Officials with the United States Secret Service and other agencies have been called in to assess a cyberattack on Dawson County government computer servers that reportedly occurred Monday afternoon, April 23, according to the county IT analyst Will Shattuck.
Shattuck updated county commissioners and audience members at the board’s work session Tuesday afternoon, April 24, on the potential damage and the status of the ongoing investigation.
Shattuck said the IT department was first notified around 2:30 p.m. Monday by the tax assessor’s office, which reported it was unable to save work on some of its files. Soon calls flooded in from many other departments, and once the IT department began investigating, it discovered a ransomware attack.
Ransomware is a type of malicious software that encrypts writable data, and only the attacker knows the decryption key.
“We started shutting down servers and trying to minimize the amount of damage, as it spreads very quickly, through the networks and through the different servers,” Shattuck said.
The county’s exchange server, as well as phone and internet services, were affected.
“We did work through the night to get phones and internet back up,” Shattuck said. “Some of the other servers will take longer to repair and to work through.”
On Tuesday morning the county called in a cyber security company, Carver Security Systems, which is still working to identify if the ransomware is spreading or has been contained.
Shattuck said he had been contacted by the Secret Service and that the service believes the attack is originating in the United Kingdom.
The point of entry has not yet been determined, and Shattuck could not say if any personnel data had been compromised.
The county does have a cyber insurance policy in place, but prior to Monday it did not have an emergency management plan in place for a ransomware attack.
Shattuck also said that the attack is similar to one the city of Atlanta experienced in March, which brought city services to a halt.
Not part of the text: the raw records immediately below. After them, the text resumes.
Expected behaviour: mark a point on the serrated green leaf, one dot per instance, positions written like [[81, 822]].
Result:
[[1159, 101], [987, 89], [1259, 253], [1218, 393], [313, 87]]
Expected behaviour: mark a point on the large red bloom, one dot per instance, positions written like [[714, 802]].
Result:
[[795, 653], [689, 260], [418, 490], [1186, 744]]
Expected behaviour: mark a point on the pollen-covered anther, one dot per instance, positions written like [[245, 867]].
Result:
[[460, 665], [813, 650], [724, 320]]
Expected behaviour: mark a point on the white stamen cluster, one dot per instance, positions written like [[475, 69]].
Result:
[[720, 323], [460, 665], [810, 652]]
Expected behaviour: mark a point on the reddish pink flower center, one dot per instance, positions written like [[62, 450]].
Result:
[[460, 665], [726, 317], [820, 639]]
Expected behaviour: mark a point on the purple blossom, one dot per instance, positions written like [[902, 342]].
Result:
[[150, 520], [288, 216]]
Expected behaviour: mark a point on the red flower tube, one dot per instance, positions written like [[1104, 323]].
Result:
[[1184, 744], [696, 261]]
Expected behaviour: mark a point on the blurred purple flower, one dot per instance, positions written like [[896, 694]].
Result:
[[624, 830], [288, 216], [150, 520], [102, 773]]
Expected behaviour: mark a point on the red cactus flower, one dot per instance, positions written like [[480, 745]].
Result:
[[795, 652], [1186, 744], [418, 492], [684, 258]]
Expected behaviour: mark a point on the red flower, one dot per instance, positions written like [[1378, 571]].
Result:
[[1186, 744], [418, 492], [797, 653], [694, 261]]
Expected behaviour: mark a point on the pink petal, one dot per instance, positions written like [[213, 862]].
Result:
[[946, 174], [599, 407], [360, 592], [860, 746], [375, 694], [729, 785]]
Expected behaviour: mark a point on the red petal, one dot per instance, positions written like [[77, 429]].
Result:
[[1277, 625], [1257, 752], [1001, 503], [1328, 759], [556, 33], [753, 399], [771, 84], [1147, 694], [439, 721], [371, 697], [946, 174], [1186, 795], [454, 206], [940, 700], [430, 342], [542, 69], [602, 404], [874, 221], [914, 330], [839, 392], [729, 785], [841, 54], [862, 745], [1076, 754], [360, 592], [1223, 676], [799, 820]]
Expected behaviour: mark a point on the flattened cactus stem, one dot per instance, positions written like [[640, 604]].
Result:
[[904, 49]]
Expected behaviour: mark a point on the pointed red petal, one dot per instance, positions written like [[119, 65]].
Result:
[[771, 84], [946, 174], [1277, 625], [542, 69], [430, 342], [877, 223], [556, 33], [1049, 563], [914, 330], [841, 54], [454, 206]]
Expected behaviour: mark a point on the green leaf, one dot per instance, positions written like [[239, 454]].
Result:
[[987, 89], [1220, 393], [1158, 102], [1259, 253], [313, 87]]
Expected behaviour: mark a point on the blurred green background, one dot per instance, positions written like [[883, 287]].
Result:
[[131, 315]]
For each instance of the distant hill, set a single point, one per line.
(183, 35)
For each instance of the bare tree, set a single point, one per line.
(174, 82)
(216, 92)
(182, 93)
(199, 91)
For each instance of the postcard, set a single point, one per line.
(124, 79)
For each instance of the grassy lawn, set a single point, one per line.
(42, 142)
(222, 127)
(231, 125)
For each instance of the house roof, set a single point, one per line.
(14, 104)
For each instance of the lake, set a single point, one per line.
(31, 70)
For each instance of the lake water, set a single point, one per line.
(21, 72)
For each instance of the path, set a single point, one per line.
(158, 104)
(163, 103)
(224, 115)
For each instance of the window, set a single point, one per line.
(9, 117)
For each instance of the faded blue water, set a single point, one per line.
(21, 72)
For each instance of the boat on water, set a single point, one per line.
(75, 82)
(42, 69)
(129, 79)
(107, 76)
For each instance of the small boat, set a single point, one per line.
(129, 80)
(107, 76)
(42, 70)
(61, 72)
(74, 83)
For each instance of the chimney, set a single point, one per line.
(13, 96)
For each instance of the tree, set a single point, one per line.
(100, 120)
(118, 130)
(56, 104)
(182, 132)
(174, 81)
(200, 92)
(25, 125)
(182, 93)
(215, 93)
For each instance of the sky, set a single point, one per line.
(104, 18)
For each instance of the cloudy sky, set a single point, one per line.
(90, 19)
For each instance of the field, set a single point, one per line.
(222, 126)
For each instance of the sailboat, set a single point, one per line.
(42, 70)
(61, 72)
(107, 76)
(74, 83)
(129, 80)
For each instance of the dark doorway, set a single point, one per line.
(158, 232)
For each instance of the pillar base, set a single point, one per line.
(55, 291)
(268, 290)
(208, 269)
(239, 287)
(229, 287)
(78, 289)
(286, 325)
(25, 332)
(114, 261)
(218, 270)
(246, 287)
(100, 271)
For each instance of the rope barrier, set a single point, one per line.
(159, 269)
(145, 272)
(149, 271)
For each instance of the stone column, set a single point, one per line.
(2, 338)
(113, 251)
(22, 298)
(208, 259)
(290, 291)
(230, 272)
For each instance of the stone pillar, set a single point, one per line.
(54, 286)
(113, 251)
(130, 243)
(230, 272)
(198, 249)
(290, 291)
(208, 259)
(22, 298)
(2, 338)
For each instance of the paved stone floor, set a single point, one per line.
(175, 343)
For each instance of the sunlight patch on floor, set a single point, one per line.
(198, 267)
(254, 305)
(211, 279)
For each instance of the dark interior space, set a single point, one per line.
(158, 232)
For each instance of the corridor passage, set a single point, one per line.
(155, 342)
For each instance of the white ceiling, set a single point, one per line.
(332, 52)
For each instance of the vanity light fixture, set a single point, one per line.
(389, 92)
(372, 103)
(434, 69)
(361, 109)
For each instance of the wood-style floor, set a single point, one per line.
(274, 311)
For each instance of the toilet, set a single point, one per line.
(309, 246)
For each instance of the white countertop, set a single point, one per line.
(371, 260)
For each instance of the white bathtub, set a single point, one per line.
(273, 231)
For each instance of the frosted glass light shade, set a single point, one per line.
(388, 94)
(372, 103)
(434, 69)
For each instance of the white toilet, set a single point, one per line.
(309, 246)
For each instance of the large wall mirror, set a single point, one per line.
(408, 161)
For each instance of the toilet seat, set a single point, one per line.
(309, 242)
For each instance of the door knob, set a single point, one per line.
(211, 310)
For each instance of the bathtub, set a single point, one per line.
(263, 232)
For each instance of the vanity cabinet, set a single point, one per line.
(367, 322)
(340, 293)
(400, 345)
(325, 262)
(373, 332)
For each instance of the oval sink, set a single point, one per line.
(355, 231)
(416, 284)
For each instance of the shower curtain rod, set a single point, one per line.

The city has spent millions of dollars in the aftermath of the attack.
According to the U.S. Department of Homeland Security, there were more than 4,000 ransomware attacks on average that occurred daily since Jan. 1, 2016.
“This is a 300 percent increase over the approximately 1,000 attacks per day seen in 2015,” the department said in a memo.
The department advised isolating the infected computers, securing backup data, contacting law enforcement and changing passwords after removing the system from the affected network.
“Paying a ransom does not guarantee an organization will regain access to their data,” according to the department, which said some individuals or organizations were never provided with decryption keys after paying the ransom.
Some victims were targeted again, and others may get asked to pay more than the original ransom.
News reporter Nick Watson contributed to this report.